Another person who has achieved complete loss of credibility is Michael Hardern, the part-time butler who achieved fame as the leading proponent of building society demutualisation.

Earlier this year, Mr Hardern attempted his greatest stunt, standing for election to the boards of several building societies at once, while tabling motions to their annual meetings calling for each to de-mutualise.

This time, he came a cropper. All his motions were rejected by the societies because their wording was legally flawed. All the societies banned him from standing for election, bar Britannia.

And the arch-demutualiser was fast losing credibility on other fronts. At a series of bizarre press conferences, journalists thought Mr Hardern had lost touch with his sanity. Many of his opponents began to brand him as mad. Yet here he was, standing for election to the board of a building society, where he would be responsible for the affairs of a huge institution.

Unfortunately, most members of the public had little inkling that their "carpetbagging champion" seemingly was taking leave of his senses. Something had to give.

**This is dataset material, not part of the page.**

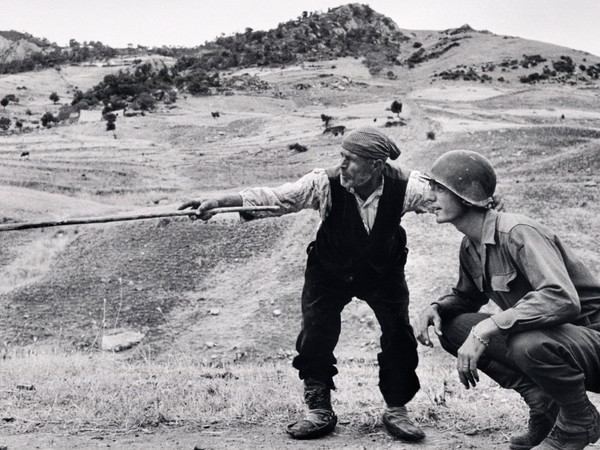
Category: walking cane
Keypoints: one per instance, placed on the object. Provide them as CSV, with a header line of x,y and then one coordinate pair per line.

It did when Mr Hardern decided to stand down, costing Britannia pounds 3m to re-stage the ballot without his name on every ballot paper. Unfortunately, the saga risks dragging down other innocent people, the 300 or so members who were prepared to nominate Mr Hardern for election to the board.

In a demonstration of vindictiveness, Britannia has now written to these individuals, telling them they will be booted out of the society and their accounts closed. Its attitude is that they should be made to pay in lost membership rights for the fact that they backed Mr Hardern's decision to stand for the board.

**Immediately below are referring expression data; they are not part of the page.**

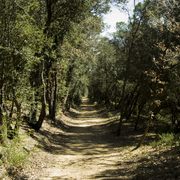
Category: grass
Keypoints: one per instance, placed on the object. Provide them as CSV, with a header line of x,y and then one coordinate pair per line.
x,y
13,154
167,139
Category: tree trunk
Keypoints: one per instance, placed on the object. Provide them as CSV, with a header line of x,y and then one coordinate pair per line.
x,y
42,116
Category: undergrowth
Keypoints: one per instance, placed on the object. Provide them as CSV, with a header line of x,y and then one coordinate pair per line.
x,y
167,139
13,155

Britannia's position appears to hold these dissenters indirectly responsible for the fact that Mr Hardern's initial candidature and last-minute stand- down cost it millions. Therefore, it no longer wants them as members.

Frankly, this decision stinks. This column has always been in favour of the mutual sector. We have criticised Mr Hardern and the carpetbaggers many times, arguing that building societies offer consistently better deals on mortgages and savings rates.

But, whether I agree with them or not, building society members have the right to be make up their own minds over this argument. Yet, so often societies have prevented debate on the issue.

"Ah," Britannia might reply, "but look who they chose to support. Michael Hardern, clearly someone who was totally unfit for the post."

Rubbish. Mr Hardern might have seemed like damaged goods to a few building society supremos and journalists. But it stretches credulity to suggest that this was a fact well-understood throughout the UK. Either that or the society is saying several hundred of its members were demented enough to nominate someone for office even though they "knew" he was behaving in a potty manner.

This is why Britannia's decision is not only petty and spiteful. It is also profoundly undemocratic.

Mutuality will never survive by bureaucratic expulsions and repression. I hope the society changes its mind. If not, the Building Societies Ombudsman should step in to defend the rights of ordinary members.